Deep learning coordinate-free quantum chemistry
Matthew K Matlock, Max Hoffman, Na Le Dang, Dakota L. Folmsbee, Luke A. Langkamp, Geoffrey R. Hutchison, Neeraj Kumar, and S. Joshua Swamidass. “Deep learning coordinate-free quantum chemistry”
Computing quantum chemical properties of small molecules and polymers can provide in- sights valuable to physicists, chemists and biologists when designing new materials, catalysts, biological probes and drugs. Deep learning can compute quantum chemical properties accurately in a fraction of the time required by commonly used methods such as density functional theory (DFT). However, many of these deep learning architectures require energy minimized molecular geometries as input, which is also computationally expensive, and decreasing the reproducibility and throughput of these methods. In this study, we demonstrate that accurate quantum chemical computations can be performed without optimized geometries by operating in the coordinate-free domain using deep learning on graph encodings. We also find that the choice of graph-encoding architecture substantially affects the performance of these methods.

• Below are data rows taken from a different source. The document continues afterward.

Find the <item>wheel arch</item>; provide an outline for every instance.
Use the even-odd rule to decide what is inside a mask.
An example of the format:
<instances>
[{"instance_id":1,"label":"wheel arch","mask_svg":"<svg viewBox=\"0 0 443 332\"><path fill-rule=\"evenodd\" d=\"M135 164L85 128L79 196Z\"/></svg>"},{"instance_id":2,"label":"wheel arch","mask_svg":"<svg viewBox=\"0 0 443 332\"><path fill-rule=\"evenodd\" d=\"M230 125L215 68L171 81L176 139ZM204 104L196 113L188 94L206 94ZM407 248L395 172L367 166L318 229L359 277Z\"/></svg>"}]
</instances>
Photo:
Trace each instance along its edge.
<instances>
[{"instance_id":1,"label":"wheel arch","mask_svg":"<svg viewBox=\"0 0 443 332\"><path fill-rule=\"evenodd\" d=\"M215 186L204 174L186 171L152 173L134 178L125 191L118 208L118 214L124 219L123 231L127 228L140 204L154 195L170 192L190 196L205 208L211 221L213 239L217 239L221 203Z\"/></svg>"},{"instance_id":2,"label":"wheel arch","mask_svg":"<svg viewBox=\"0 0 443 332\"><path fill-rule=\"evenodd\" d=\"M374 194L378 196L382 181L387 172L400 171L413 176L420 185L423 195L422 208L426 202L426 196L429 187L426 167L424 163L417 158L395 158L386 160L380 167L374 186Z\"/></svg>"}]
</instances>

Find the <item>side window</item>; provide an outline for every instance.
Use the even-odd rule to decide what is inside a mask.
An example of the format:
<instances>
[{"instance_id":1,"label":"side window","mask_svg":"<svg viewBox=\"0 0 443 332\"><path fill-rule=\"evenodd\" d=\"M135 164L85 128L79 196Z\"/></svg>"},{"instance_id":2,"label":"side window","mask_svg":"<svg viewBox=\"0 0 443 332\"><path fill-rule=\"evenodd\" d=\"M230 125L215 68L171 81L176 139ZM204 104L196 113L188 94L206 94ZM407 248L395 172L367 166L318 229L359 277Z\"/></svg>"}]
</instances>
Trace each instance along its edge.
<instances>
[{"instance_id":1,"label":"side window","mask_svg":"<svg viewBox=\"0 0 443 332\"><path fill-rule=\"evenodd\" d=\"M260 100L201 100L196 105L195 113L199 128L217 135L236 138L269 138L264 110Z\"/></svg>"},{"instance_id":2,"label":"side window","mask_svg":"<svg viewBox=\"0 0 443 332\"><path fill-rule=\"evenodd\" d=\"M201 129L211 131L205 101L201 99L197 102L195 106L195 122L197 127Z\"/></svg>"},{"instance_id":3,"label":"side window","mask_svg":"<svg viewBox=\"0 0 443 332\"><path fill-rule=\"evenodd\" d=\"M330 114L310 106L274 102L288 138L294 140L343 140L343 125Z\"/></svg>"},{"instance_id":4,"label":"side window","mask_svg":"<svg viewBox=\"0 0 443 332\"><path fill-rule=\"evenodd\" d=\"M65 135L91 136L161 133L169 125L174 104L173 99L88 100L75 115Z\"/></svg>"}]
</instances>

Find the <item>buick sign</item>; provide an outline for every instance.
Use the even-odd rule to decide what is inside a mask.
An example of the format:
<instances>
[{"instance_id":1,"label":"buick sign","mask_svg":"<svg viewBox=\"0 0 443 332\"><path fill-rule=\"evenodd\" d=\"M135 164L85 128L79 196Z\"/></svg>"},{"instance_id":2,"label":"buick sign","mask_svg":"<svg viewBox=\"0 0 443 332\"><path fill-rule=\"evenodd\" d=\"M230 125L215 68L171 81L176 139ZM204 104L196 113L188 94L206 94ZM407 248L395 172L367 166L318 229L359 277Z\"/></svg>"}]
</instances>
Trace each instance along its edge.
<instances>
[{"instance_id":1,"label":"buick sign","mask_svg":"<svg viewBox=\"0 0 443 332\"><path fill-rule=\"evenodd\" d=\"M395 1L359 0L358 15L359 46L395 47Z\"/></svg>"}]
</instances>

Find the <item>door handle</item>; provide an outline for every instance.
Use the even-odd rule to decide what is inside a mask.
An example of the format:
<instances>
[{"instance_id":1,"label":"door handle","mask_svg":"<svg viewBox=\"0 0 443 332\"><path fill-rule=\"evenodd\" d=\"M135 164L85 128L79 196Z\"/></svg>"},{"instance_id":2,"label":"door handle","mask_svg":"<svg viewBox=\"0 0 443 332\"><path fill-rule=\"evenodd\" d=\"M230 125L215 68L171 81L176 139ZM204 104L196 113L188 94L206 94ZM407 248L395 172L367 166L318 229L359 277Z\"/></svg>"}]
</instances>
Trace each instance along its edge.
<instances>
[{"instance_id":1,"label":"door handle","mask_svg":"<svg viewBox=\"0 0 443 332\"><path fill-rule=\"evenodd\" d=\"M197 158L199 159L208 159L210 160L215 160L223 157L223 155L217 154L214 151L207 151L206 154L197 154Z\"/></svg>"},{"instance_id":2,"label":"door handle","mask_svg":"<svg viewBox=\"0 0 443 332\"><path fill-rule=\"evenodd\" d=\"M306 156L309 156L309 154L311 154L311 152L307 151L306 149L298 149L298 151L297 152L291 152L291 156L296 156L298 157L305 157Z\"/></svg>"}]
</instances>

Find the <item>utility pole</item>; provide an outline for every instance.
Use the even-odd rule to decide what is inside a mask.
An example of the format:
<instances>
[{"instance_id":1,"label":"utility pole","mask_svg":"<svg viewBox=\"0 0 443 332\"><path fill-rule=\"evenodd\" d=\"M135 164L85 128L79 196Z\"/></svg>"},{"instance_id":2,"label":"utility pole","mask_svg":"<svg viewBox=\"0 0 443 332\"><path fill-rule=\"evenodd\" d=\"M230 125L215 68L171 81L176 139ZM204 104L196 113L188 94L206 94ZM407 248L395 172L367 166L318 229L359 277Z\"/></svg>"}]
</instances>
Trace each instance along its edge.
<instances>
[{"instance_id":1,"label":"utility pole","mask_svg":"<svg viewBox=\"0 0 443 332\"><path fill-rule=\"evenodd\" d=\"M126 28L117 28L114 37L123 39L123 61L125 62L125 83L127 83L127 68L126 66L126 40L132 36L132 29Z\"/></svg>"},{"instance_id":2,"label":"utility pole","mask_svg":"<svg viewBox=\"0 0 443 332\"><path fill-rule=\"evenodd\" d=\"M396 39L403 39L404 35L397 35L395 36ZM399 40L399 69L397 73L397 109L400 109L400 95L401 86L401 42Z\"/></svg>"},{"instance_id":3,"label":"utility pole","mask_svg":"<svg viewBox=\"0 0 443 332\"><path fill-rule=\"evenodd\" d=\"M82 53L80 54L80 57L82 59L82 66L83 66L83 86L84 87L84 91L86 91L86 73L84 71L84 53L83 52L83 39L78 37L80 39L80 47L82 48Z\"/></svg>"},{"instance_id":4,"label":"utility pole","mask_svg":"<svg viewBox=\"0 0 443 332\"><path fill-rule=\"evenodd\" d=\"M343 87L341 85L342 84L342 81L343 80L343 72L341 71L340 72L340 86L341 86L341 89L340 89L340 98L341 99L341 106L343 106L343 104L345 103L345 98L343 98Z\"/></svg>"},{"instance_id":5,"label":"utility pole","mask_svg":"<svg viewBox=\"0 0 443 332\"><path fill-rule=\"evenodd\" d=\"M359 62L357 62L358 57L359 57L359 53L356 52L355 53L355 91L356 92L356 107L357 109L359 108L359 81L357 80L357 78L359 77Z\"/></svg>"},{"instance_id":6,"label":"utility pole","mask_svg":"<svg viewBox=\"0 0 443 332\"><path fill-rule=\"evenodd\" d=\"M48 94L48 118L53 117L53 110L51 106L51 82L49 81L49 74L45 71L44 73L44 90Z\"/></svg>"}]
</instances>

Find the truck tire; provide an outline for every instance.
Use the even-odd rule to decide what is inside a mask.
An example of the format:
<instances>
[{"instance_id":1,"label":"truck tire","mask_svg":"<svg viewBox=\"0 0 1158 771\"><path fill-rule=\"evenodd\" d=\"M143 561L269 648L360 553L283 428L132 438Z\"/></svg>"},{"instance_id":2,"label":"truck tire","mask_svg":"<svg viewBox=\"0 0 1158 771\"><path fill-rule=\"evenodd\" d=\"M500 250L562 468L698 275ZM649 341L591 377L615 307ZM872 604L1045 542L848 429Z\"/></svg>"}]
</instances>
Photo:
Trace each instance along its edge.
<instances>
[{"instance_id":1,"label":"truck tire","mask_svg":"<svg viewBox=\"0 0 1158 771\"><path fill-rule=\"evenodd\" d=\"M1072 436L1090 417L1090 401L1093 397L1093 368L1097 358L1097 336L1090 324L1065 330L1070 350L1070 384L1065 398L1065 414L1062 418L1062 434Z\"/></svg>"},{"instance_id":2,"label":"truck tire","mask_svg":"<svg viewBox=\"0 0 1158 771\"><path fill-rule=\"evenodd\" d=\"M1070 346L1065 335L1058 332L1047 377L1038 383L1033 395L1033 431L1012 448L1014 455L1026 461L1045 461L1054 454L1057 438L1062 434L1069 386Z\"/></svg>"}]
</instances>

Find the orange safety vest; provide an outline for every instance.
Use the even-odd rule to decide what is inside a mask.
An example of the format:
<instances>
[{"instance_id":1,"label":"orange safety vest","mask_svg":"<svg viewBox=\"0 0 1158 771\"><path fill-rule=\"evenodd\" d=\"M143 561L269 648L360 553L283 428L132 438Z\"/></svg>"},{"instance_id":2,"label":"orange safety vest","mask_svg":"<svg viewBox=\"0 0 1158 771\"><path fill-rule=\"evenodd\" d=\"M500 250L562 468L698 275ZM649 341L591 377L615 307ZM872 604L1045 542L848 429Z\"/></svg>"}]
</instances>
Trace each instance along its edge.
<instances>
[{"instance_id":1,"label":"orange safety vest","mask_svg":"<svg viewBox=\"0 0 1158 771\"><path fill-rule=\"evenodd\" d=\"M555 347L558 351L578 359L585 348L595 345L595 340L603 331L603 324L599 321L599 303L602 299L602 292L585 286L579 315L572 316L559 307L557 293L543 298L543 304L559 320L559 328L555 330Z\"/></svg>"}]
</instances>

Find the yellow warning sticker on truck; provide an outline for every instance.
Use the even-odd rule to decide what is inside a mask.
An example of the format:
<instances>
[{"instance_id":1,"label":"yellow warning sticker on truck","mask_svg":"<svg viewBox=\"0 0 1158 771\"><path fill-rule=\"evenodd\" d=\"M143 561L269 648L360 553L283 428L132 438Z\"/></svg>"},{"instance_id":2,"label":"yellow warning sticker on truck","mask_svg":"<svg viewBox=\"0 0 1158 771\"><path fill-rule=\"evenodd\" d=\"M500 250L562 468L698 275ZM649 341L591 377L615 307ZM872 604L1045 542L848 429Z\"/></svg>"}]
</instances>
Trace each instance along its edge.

The Wave architecture outperforms graph convolution architectures, particularly on complex molecules. Furthermore, the structures of these graph encoding architectures provide an opportunity to probe an important, outstanding question in quantum mechanics: What types of quantum chemical properties can be represented by local-variable models? We find that Wave, a local-variable model, more accurately calculates quantum chemical properties. Graph convolutional architectures require global variables, and are not as effective as as Wave. We anticipate that coordinate-free, deep-learning models of quantum chemistry will become valuable tools in chemistry and biology, enabling researchers to rapidly screen chemical databases or identify new molecules using automated, de-novo design algorithms.